People of Today takes time to reach its destination, which is typical of yU’s deliberate creative approach. “Sacrilegious,” one of the album’s three worthy centerpieces, riffs on the perils of a philandering preacher, using a simmering organ and gospel-infused stomp to detail how one man’s misgivings can corrupt a congregation. On “U Know How It Iz,” yU implores his listeners to be still for a second: Life is a hectic maze of social media updates and reality TV shows, he says, which intensifies our collective need for instant gratification. But true success takes time, and that’s the only way to fully appreciate it. “To have it automatic leaves less to imagine,” he advises on the piano-driven tune.

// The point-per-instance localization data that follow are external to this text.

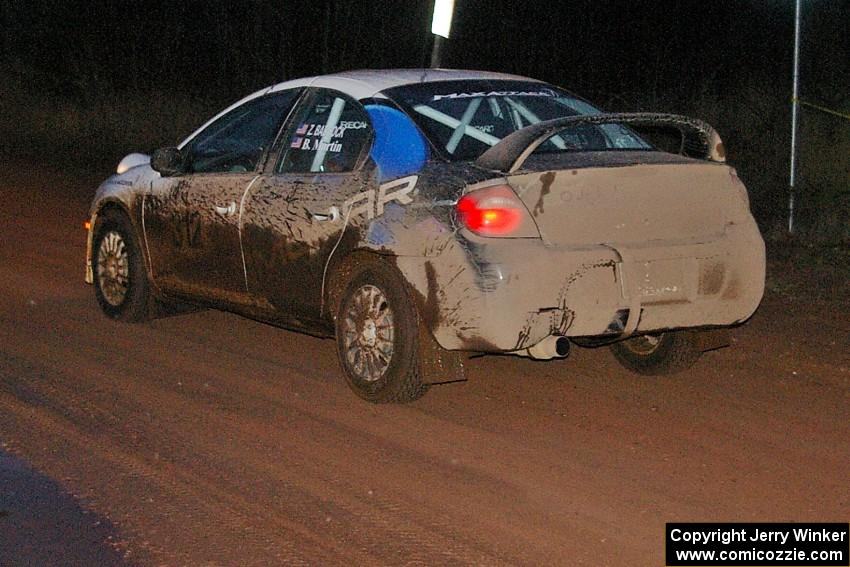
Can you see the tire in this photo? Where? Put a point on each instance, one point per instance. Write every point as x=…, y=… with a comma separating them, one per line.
x=120, y=280
x=377, y=336
x=658, y=354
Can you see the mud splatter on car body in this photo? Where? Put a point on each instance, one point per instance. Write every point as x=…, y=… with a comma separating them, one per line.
x=614, y=237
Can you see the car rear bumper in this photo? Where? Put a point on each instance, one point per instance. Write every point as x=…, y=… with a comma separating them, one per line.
x=509, y=295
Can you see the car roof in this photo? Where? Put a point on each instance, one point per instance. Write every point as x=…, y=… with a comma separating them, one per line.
x=368, y=83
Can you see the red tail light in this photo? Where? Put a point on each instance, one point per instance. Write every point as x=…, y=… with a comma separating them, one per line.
x=495, y=211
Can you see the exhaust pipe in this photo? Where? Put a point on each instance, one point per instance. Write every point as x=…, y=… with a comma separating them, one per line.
x=550, y=347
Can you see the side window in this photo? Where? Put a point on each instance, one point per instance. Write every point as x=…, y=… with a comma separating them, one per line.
x=236, y=141
x=330, y=136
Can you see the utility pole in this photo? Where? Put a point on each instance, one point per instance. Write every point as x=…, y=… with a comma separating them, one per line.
x=441, y=25
x=795, y=105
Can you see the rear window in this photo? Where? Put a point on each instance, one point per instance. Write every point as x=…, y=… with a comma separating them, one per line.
x=463, y=119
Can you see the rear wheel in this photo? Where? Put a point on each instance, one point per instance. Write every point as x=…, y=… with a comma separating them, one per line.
x=658, y=354
x=377, y=337
x=120, y=281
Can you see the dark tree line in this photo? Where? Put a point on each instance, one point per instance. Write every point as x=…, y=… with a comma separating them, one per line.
x=727, y=62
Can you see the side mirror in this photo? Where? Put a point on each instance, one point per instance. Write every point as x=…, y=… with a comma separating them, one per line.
x=168, y=162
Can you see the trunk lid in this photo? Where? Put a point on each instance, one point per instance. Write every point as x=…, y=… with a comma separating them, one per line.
x=630, y=204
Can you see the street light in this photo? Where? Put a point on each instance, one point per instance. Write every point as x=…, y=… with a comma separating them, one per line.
x=441, y=24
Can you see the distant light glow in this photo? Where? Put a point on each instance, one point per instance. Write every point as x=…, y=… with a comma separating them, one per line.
x=442, y=22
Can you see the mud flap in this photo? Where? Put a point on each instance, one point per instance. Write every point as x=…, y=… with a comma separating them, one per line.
x=711, y=339
x=436, y=364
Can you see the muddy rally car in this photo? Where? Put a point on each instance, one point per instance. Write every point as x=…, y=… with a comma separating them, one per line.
x=417, y=215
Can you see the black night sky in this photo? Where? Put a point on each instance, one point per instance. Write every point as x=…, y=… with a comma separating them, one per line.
x=111, y=77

That yeoman’s approach drove yU’s exceptional 2011 album, the EARN, which explored the trappings of monetary excess through a middle-class lens. There, he spoke of the need to rake in more cash while denying servitude to it. yU briefly addresses those financial struggles on the People of Today track “Without A Clue,” using his own setbacks to validate his lesson: “How does it feel to have to stretch a five-dollar bill? Whatchu know about moving house to house to house and sleeping on the couch?” yU doesn’t offer the line to gain sympathy; he accepts where he’s been and appreciates what he has now, no matter how meager by rap’s bloated standards.

People of Today isn’t flawless, of course. “Gentlest Ones,” a quick track after “Sacrilegious,” feels too contentious amid the LP’s wistful procession. It’s also a rough transition from “Sacrilegious” to “P.O.T. Act III,” the album’s best and most soulful tracks. The misstep has little bearing on the complete recording, though—yU and SlimKat78 have created a remarkable album that’s one of the year’s best, not just in the D.C. area, but on the national scene. People of Today offers a nuanced depiction of the conflicts, triumphs, and frustrations of the black experience. Instead of wallowing in despair, yU and SlimKat remain fixated on the silver lining and want you to do the same. People of Today is a record you feel in your depths. It’s soul music, after all.